Line graph of loss

have run my model, I got these two graphs. The first one is on dataset_A( Train = 4500 samples, Eval= 500).
In the second run, I used previous evaluation data (from dataset_A) but new 750-sample train data. Is it reasonable to have these patterns?? I mean loss convergence and values.

Since you posted in nlp, I assume your input data is text. I would also assume that your train a classification task, because in this case I’ve also seen a big drop of the training loss after the first epoch. I think(!) this is even more pronounced when using pretrained word embeddings.

The first plot definitely looks “as usual”: the training loss goes down towards overfitting, while the validation loss starts to increase due to that overfitting. The absolute values depend on how exactly you calculate the loss, so they don’t really help.

In the second plot, I’m not sure about the jumps at epoch 17/18 and 32/33. They look rather regular. Do you reset the learning rate or something? The difference in absolute numbers between the 2 plots may stem from the different datasets. I assume, that for the first plot, the training and validation data came from the same dataset. Where do the 750 other samples come from? In any case, 750 is not a large training set – neither is 4,500 – so the overlap in the distribution of the training in validation data might be large.

In short, I don’t see any inherent problems with your graphs, and I can easily explain what I see (maybe part from the jumps). Of course, that doesn’t mean I’m right :).

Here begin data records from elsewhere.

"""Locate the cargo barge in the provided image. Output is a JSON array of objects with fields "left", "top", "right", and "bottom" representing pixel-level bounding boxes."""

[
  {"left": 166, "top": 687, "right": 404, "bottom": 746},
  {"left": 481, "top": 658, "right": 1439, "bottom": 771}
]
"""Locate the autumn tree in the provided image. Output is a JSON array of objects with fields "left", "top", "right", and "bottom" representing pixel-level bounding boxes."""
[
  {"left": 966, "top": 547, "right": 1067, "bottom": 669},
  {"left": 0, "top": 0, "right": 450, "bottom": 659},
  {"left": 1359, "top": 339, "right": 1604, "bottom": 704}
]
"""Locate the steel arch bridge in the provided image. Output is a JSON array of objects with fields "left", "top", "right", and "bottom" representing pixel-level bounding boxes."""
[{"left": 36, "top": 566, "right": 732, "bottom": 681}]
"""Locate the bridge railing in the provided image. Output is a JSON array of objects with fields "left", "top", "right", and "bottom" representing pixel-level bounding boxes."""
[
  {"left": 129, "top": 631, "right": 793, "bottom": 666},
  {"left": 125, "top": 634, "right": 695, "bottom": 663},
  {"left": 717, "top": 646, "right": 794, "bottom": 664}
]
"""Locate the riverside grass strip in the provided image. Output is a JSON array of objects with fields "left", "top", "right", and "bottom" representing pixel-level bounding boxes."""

First, my special thanks go to you.
You are right that’s the NLP task with a siamese network to find the similarity between two sentences. I compute loss by code below. Besides, How can I deal with overfitting in my case well? I found out that augmentation can help, but any suggestions are welcomed.
The reason for jump is that, after a few epochs, if loss gets worse, then I restore the best previous model and decrease the learning rate by multiplying 0.85. (AdamW(MM.parameters(), lr=0.001))
As mentioned earlier, 4500 train samples and 500 eval samples of a dataset for the first plot are used. For the second I altered train samples with new 750 ones from another dataset
LOSS is computed like this:

for i, (xA, xB, score) in enumerate(data_loader, 1):
   total_loss += (loss.item()*len(xA))

epoch_loss = total_loss / len(data_loader.dataset)

Is it OK for showing the result, or should I use cumulative loss like (loss.item() / i ) * len(A) ??

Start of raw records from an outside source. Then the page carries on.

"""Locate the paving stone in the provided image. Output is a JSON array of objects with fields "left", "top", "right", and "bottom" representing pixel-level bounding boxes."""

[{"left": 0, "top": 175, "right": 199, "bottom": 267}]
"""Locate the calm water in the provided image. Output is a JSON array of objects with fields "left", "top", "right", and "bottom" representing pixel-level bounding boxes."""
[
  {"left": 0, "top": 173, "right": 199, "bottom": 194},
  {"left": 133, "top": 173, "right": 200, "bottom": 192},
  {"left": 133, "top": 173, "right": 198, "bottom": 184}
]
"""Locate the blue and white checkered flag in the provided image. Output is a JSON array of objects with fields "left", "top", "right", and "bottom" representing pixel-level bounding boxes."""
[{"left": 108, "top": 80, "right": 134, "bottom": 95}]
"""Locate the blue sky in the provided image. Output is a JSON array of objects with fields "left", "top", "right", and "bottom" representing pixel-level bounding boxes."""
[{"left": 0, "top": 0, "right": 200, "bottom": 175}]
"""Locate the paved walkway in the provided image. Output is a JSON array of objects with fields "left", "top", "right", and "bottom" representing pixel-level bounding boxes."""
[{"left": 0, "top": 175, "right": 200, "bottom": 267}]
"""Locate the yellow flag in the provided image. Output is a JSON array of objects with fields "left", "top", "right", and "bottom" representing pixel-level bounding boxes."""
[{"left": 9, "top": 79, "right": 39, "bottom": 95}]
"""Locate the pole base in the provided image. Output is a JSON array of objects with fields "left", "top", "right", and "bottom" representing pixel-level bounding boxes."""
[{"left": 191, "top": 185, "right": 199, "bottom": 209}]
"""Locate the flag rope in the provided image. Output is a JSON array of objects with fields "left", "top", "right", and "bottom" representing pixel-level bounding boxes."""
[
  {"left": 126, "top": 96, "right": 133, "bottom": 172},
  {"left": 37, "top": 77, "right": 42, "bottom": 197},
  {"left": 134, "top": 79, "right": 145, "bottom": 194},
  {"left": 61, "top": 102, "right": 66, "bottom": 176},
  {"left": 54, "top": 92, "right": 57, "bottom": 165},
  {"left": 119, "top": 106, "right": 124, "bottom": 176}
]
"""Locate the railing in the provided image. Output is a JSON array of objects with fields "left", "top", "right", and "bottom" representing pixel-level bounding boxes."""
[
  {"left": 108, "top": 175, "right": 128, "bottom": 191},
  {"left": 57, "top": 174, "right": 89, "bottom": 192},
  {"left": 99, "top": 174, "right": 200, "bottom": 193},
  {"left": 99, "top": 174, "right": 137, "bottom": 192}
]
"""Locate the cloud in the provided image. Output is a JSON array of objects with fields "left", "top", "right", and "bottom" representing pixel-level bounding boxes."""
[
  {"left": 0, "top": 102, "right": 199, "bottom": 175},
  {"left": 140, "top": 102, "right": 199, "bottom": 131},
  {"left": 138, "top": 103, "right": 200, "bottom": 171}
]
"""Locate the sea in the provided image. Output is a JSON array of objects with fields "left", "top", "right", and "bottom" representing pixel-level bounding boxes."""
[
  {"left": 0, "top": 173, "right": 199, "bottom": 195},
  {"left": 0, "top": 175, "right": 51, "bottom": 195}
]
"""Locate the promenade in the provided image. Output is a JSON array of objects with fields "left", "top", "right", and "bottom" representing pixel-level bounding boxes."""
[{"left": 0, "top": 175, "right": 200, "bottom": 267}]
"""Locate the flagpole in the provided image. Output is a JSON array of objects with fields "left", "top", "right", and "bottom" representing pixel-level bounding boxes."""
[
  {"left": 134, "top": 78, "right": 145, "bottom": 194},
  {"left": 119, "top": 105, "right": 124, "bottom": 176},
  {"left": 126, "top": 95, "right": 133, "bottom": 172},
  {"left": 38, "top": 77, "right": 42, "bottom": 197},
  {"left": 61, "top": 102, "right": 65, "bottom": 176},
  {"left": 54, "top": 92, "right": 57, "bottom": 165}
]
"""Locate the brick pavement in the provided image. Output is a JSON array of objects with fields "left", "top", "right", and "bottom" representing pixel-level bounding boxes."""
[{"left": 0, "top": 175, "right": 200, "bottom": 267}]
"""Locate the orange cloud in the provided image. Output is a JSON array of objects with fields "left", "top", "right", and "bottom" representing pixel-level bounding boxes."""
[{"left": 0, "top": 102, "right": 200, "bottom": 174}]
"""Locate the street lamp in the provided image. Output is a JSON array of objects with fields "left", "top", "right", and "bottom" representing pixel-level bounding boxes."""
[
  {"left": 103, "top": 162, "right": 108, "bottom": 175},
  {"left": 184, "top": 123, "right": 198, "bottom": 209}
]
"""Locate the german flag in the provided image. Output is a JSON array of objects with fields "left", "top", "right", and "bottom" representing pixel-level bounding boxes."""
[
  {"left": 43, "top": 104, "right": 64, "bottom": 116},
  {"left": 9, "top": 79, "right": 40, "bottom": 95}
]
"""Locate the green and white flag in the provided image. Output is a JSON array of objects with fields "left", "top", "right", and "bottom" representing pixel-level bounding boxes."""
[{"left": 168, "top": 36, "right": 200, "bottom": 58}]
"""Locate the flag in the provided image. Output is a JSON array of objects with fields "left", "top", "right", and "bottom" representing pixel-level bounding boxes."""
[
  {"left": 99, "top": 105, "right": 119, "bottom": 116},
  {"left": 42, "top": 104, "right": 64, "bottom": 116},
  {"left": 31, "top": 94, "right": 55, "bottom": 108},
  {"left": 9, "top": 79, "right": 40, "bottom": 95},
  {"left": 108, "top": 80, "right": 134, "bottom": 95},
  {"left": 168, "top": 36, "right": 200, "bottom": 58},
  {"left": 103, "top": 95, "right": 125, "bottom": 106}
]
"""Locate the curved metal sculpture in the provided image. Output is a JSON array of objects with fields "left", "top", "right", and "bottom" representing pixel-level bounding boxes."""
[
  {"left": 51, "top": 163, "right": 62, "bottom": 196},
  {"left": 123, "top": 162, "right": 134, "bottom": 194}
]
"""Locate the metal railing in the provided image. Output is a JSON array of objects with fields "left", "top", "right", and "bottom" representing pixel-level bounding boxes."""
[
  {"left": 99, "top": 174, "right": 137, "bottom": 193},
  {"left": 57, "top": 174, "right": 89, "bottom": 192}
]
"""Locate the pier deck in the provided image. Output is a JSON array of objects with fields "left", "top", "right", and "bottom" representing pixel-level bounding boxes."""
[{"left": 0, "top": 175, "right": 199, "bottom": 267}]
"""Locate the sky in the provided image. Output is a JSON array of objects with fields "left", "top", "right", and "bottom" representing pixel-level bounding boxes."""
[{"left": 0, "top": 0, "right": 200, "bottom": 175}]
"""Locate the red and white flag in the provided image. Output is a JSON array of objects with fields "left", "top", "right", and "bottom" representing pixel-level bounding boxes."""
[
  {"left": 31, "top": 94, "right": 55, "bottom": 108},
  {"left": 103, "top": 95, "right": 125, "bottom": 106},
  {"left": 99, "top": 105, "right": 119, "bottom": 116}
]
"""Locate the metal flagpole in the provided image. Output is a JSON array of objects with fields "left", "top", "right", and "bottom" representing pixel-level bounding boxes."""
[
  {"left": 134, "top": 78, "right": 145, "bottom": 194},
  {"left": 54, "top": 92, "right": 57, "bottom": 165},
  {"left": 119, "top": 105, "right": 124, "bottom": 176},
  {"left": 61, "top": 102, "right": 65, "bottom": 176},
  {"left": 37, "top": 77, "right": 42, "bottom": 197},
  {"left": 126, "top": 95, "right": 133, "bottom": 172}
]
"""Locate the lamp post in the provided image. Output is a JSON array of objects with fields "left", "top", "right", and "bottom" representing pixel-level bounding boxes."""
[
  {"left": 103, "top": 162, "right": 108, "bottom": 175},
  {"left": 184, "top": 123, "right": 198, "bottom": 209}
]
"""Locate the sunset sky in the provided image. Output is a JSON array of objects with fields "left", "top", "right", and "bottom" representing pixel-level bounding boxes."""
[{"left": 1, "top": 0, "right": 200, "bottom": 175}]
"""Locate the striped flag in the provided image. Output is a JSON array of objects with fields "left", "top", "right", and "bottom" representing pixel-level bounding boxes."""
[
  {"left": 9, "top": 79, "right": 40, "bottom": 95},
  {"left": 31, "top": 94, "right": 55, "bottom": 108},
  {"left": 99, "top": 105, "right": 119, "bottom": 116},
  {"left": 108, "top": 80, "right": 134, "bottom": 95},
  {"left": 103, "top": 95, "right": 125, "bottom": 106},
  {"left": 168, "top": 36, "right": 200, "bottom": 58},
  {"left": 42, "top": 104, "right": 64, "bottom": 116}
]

OK, that explains the jumps indeed :). For the training, any normalization of the loss with a constant (here len(xA and len(data_loader.dataset) shouldn’t better. Sure it affects the absolute values of the loss but not the gradients for training.

I’m not aware of Sesame Networks? Do you mean a Siamese Network? I get the idea behind this network architecture but only dabbled once a bit just for some practice.

When you say similarity between two sentences, I assume you refer to semantic similarity – well otherwise you wouldn’t need a Deep Learning model, I guess :). I would argue that this is a very challenging tasks (well, like most NLP task really) since language is extremely flexible and can be very subtle. Even a small change in a sentence can completely alter it’s meaning.

That’s why I never tried data augmentation with text. With images it seems straightforward. Rotating, slight shifting or cropping etc. will still show the same object for classification. I don’t see how to directly map this to text. But that’s just my thought, and I’m anything but an expert!!!

You are right of course. Sorry my bad, it’s a typo which I correct. Just one more thing, I’m pretraining my network by different datasets and wanna use obtained state_dicts for this one. Which one is reasonable to do, ‘‘pre_training one by one for each dataset’’ or ‘‘combine all of the datasets and just do pretraining once’’?